El rey, enojado, envió sus tropas, dio muerte a aquellos homicidas y prendió fuego a su ciudad. Entonces dijo a sus siervos: ‘La boda está preparada, pero los invitados no eran dignos. Id, pues, a los cruces de los caminos e invitad a la boda a cuantos encontréis.’ Los siervos salieron a los caminos, reunieron a todos los que encontraron, malos y buenos, y la sala de bodas se llenó de comensales. Cuando entró el rey a ver a los comensales vio allí a uno que no tenía traje de boda. Le dijo: ‘Amigo, ¿has entrado aquí sin traje de boda?’ Él se quedó callado. Entonces el rey dijo a los sirvientes: ‘Atadlo de pies y manos y echadlo a las tinieblas de fuera; allí será el llanto y el rechinar de dientes.’ Porque muchos son llamados, pero pocos escogidos.”
Si meditamos este evangelio en su contexto bíblico, podemos aplicárselo en primer lugar al Pueblo de Israel. Ellos eran los privilegiados que habían sido invitados al banquete de bodas. Si el Padre envió a su Hijo para conducir a la humanidad de regreso a casa, entonces con Él se había inaugurado el tiempo de alegría y de fiesta; el tiempo de la plenitud…
En otro pasaje del evangelio, Jesús pronuncia estas palabras: “¿Pueden acaso ayunar los invitados a la boda mientras el novio está con ellos? Mientras tengan consigo al novio no pueden ayunar.” (Mc 2,19)

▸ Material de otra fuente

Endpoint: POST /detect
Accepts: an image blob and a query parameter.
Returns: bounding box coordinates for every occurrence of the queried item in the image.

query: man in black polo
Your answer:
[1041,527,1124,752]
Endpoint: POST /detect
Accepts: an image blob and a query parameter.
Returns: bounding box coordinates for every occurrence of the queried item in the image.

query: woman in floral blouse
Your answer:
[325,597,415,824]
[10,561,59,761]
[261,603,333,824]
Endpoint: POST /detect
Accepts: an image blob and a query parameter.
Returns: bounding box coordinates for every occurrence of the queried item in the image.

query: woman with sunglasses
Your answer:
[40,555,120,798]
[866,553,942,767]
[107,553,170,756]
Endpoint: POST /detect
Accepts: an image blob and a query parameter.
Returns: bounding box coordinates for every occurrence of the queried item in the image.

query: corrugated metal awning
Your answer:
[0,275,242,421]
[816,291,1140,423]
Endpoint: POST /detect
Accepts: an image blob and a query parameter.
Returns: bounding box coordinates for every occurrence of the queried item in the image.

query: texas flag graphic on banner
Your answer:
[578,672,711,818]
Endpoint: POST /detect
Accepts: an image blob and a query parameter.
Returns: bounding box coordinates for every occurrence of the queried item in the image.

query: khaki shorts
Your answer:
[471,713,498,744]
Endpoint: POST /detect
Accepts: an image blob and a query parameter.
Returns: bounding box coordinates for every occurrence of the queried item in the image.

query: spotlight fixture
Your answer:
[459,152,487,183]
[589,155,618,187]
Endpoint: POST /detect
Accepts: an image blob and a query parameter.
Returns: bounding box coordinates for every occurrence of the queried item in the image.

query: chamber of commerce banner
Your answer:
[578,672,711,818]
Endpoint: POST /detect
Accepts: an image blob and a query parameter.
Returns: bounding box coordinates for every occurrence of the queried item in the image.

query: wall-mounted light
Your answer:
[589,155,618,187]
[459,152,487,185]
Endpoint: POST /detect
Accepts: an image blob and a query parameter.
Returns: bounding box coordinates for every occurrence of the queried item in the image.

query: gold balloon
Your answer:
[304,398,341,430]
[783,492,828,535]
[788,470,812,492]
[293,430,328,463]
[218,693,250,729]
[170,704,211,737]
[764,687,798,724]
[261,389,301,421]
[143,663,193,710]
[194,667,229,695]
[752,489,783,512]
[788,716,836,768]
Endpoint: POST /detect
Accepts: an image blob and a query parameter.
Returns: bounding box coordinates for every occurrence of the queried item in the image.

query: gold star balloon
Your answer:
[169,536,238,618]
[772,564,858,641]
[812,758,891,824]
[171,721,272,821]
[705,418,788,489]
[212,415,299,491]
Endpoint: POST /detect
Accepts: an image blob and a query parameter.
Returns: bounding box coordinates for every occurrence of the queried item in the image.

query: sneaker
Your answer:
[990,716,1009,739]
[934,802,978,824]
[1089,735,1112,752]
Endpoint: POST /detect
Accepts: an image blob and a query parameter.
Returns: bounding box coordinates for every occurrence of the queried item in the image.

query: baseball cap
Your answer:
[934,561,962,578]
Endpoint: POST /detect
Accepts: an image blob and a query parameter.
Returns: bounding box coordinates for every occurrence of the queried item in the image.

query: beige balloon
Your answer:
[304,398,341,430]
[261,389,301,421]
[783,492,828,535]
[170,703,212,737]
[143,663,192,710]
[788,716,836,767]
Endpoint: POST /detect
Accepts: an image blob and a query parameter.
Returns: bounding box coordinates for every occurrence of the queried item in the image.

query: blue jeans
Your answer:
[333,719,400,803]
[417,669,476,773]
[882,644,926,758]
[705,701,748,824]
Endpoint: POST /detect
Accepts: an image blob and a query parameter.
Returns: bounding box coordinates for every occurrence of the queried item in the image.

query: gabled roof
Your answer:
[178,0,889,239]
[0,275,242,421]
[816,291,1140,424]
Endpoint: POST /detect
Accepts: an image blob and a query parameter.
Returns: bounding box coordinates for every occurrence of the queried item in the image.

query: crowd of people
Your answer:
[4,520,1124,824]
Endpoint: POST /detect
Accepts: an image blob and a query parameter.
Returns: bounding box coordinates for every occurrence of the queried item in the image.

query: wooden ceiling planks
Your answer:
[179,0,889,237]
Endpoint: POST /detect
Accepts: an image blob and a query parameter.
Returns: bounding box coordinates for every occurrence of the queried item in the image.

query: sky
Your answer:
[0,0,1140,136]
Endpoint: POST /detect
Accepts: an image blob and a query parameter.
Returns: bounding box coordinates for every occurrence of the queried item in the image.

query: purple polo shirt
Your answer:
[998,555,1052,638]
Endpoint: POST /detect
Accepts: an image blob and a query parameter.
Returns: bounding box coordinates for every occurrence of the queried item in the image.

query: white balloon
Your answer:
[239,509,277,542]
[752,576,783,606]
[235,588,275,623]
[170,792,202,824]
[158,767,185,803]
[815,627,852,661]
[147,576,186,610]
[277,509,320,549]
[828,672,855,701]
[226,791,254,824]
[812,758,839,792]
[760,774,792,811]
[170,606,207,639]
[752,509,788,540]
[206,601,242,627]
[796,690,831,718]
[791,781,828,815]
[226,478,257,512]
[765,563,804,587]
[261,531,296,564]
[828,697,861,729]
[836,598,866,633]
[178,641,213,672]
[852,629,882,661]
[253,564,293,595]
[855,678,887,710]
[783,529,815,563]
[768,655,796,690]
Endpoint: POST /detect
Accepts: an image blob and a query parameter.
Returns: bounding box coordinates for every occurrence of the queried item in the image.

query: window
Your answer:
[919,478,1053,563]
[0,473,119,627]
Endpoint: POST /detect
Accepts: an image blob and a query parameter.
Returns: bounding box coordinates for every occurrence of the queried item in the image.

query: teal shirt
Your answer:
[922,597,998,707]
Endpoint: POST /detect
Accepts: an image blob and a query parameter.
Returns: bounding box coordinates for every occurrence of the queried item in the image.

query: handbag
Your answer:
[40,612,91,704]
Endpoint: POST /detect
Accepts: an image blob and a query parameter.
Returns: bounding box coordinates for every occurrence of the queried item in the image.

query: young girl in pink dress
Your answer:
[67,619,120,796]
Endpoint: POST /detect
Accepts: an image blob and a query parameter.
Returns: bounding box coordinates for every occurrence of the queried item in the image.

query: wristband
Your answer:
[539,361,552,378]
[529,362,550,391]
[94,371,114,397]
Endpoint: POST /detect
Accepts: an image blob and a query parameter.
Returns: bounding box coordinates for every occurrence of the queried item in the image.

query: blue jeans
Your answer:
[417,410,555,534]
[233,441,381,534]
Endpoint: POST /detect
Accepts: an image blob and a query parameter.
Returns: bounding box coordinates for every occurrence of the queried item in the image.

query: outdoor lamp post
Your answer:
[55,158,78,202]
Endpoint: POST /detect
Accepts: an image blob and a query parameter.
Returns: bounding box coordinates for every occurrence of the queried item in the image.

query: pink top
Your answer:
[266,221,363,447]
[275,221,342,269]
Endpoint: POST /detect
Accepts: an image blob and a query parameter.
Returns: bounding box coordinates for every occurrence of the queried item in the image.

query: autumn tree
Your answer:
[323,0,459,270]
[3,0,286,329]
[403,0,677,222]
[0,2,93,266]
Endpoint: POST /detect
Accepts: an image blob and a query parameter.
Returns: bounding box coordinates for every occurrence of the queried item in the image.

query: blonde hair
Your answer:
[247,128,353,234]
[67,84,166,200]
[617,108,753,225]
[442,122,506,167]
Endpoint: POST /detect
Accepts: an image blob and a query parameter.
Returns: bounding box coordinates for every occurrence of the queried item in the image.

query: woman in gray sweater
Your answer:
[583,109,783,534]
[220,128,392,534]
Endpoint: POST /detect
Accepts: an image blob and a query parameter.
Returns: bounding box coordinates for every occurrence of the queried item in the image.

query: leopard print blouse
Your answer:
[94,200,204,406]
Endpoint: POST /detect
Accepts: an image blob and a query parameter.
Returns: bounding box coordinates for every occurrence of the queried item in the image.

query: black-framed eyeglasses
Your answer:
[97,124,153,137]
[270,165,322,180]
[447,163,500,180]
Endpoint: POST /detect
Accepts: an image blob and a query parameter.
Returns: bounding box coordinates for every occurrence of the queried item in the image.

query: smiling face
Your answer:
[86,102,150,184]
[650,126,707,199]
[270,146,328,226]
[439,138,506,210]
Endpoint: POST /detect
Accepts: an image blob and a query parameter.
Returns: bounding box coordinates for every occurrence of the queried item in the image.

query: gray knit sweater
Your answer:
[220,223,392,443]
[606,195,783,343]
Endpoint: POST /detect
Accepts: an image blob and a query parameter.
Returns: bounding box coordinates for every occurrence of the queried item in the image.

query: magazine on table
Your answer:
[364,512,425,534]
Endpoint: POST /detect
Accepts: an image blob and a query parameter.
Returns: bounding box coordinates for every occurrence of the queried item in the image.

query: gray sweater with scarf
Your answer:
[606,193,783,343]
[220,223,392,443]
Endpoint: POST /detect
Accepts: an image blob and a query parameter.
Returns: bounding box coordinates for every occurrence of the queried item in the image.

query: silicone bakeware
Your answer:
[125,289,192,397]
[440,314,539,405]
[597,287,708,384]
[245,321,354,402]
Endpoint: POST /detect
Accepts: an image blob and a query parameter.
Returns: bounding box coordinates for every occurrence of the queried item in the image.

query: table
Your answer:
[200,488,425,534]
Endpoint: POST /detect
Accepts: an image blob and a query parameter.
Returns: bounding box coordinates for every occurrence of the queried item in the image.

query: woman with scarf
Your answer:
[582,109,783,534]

Pero lamentablemente los invitados no llegaron: los judíos, como Pueblo, no aceptaron la invitación del Señor ni escucharon posteriormente el mensaje de los apóstoles, que insistían en asegurarles que ellos, gracias al inmenso amor divino, habían sido elegidos para acudir a aquella boda que quería celebrar el Hijo de Dios, que es también un hijo de Israel. Cuando la invitación fue rechazada y los mensajeros asesinados, llegó el tiempo de extenderla a los pueblos gentiles, para que la sala de bodas se llenara de convidados.
De todas partes llegaron y siguen llegando, para ser conducidos por Jesús hacia el Reino de su Padre. Pero existe una condición… Aunque la invitación se extienda a todos, tanto a buenos como malos, se necesita un traje de fiesta para participar en la boda. Es Jesús mismo quien nos ofrece este traje, al perdonar nuestros pecados y lavarnos con su purísima Sangre.
Para poder celebrar esta boda, hay que aceptar la invitación de Dios a reconocer su amor; hay que acoger el don de la Redención; hay que servir a Dios y a los hombres en una vida de sincera y constante conversión.
Todos los hombres vivimos de la misericordia de Dios. Pero, como vemos en el evangelio de hoy, esto no quiere decir que podemos simplemente permanecer en el mismo estado en que nos encontrábamos en el momento de recibir la invitación divina. En este tiempo, frecuentemente encontramos en la Iglesia una concepción errada de lo que es la misericordia. Muchas veces se predica una misericordia que no exige conversión y que, en determinadas circunstancias, incluso minimiza la gravedad del pecado. Tales ideas inducen a error y paralizan al hombre en su capacidad de decidirse a ordenar su vida de acuerdo a la Voluntad de Dios.
En cambio, si seguimos la invitación de Dios y nos esforzamos por vivir en una constante conversión, nos habremos revestido con el traje de fiesta y ya no seremos solamente llamados; sino también escogidos.